Die alljährliche mediale Konzentration auf die berühmt-berüchtigte Mai-Randale – in den letzten Jahren eher eine Folge des vom Bezirk ausgerichteten Myfestes und seiner dort feilgebotenen harten Getränke als der Revolutionären Demonstration – wurde eher gelangweilt wahrgenommen.
Seit Jahren versuchen sich deshalb unterschiedliche Akteure an einer Repolitisierung des 1.Mai. Die Euro-Mayday-Paraden gegen prekäre Arbeits- und Lebensverhältnisse waren ein leider nur kurzlebiger Versuch in dieser Richtung.
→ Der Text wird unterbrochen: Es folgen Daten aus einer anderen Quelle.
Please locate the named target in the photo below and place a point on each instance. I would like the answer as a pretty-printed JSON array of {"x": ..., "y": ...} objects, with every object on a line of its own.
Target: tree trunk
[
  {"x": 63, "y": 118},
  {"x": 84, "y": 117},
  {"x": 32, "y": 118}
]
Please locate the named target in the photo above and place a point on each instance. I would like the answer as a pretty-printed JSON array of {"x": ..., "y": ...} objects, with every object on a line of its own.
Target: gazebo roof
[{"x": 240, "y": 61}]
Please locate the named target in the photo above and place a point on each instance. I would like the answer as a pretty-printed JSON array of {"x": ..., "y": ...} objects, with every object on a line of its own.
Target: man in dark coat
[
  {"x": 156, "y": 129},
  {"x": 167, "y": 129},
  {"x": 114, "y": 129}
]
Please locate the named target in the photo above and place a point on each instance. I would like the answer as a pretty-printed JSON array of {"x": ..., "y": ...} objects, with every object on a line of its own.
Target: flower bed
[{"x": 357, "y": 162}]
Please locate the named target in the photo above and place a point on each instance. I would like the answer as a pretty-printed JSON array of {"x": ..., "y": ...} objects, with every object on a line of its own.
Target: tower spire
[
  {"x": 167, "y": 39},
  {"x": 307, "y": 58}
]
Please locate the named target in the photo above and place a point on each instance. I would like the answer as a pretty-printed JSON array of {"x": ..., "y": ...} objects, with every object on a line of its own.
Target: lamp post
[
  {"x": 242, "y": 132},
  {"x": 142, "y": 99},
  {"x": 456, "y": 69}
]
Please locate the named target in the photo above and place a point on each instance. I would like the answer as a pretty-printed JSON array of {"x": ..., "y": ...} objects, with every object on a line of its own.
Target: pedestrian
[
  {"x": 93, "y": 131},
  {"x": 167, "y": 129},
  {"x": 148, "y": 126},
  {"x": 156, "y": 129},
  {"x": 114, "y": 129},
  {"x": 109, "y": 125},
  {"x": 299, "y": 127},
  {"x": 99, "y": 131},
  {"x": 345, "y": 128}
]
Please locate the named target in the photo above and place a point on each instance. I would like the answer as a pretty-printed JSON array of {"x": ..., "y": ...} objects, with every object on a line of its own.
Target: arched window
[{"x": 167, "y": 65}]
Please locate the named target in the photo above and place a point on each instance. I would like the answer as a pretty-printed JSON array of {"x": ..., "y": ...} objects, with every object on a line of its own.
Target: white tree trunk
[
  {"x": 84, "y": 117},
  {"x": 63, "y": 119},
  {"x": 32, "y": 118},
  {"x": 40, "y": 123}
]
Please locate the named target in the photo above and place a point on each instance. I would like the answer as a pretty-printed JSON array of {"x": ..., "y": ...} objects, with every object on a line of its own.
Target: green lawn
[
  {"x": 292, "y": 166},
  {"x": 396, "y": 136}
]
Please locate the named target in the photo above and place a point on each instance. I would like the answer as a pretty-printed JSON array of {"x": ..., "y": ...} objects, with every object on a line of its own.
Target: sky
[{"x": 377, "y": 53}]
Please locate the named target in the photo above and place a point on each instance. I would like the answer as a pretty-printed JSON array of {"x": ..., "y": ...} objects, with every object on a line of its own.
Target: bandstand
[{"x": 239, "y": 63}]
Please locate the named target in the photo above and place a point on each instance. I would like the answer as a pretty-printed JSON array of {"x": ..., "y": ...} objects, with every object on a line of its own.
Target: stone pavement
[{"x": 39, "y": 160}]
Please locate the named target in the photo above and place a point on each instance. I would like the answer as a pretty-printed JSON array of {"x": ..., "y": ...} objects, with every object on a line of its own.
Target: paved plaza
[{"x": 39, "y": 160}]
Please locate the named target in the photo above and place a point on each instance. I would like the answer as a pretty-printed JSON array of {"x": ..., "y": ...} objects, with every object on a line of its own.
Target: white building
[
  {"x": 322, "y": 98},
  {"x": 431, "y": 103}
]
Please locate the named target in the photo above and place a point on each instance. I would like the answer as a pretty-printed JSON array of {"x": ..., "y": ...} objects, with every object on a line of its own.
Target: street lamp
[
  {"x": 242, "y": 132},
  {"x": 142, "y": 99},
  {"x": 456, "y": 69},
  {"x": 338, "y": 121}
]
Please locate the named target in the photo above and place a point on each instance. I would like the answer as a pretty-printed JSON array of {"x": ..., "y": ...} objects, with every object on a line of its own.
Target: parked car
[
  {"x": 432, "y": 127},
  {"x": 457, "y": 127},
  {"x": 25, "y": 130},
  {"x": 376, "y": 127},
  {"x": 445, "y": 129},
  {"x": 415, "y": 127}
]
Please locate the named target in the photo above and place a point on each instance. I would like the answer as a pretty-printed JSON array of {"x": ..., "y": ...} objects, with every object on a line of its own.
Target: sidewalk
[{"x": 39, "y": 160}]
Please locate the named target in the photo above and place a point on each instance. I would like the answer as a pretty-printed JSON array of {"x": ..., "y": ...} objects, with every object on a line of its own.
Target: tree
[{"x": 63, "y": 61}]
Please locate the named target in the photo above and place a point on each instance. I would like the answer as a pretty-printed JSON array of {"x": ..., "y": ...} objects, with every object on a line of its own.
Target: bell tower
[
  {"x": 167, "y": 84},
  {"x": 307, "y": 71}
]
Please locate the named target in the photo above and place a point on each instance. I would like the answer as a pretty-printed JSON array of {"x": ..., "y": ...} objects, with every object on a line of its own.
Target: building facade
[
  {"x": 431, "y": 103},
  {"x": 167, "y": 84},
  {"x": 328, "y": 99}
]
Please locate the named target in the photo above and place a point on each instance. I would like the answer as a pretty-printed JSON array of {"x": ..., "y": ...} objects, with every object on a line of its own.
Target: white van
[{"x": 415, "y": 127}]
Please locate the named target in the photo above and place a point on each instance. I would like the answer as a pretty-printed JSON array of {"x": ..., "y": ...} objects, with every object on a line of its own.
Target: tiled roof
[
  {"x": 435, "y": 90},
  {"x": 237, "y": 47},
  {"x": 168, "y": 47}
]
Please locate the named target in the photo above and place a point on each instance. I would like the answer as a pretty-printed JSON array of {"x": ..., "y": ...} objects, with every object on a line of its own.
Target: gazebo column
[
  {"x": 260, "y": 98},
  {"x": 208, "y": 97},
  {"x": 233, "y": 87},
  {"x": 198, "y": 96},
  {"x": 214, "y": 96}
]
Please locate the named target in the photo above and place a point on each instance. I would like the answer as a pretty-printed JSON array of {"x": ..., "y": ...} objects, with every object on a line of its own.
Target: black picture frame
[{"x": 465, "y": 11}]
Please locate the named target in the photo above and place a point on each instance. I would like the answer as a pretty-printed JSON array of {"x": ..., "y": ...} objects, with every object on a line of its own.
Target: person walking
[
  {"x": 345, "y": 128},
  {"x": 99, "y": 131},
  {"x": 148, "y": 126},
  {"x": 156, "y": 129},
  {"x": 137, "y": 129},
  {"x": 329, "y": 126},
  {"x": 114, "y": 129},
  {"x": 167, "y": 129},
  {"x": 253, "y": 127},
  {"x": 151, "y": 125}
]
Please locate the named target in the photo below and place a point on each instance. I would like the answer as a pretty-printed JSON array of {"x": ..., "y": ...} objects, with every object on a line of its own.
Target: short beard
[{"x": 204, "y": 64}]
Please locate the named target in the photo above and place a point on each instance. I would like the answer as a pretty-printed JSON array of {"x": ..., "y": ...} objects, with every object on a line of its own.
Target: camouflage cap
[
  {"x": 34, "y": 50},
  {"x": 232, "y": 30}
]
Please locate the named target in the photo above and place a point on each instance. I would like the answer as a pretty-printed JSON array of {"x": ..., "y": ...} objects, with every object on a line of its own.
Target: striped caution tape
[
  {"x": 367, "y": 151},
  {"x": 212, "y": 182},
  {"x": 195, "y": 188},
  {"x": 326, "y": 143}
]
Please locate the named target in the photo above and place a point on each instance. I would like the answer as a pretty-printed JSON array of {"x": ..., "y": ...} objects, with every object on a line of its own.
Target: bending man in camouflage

Doch in diesem Jahr zeigte sich, dass sich sowohl die DGB-Demonstration als auch die Revolutionäre 1.Mai-Demonstrationen politisieren lassen. Dafür sorgte ein an beiden Demonstrationen beteiligter Klassenkampfblock, der den Kampf gegen Lohnabbau, gegen die Hartzgesetze und gegen die Angriffe auf das Streikrecht in den Mittelpunkt stellte. Mit einer in großer Auflage gedruckten Maizeitung wurde gezielt für die Teilnahme an dem Block auch vor Jobcentern und Betrieben geworben.Vor zwei Jahren noch war der Klassenkampfblock auf der DGB-Demonstration nur widerwillig geduldet. Mittlerweile hat er sich zum Forum der Widerspenstigen innerhalb und außerhalb des DGB auf der Demo entwickelt.
Gewerkschaftler aus verschiedenen europäischen Ländern nahmen mit einem Transparent für das europäische Streikrecht daran teil. Diese Themen brachte der Klassenkampfblock auch in die Revolutionäre Demonstration in Kreuzberg ein, was sehr notwendig ist. Denn dort versammeln sich viele, die in erster Linie im Staat und in der Polizei den Gegner sehen und mit dem Aufbau sozialer Gegenmacht am Arbeitsplatz, im Stadtteil und im Jobcenter wenig Erfahrung haben. Der Kampf gegen teuere Mieten prägte die Mai-Demonstrationen in diesem Jahr deutlich.
Der Bewegungsforscher Dieter Rucht versuchte nach dem 1.Mai in der Taz einen Gegensatz zwischen Mieter- und Klassenkampf aufzubauen. Das Gegenteil ist richtig. Beide Kämpfe gehören zusammen. Dieser Aufgabe will sich der Klassenkampfblock künftig verstärkt widmen, nicht nur am 1.Mai. Deshalb wird dort auch über eine Beteiligung an einer berlinweiten Mieterdemonstration Anfang September nachgedacht.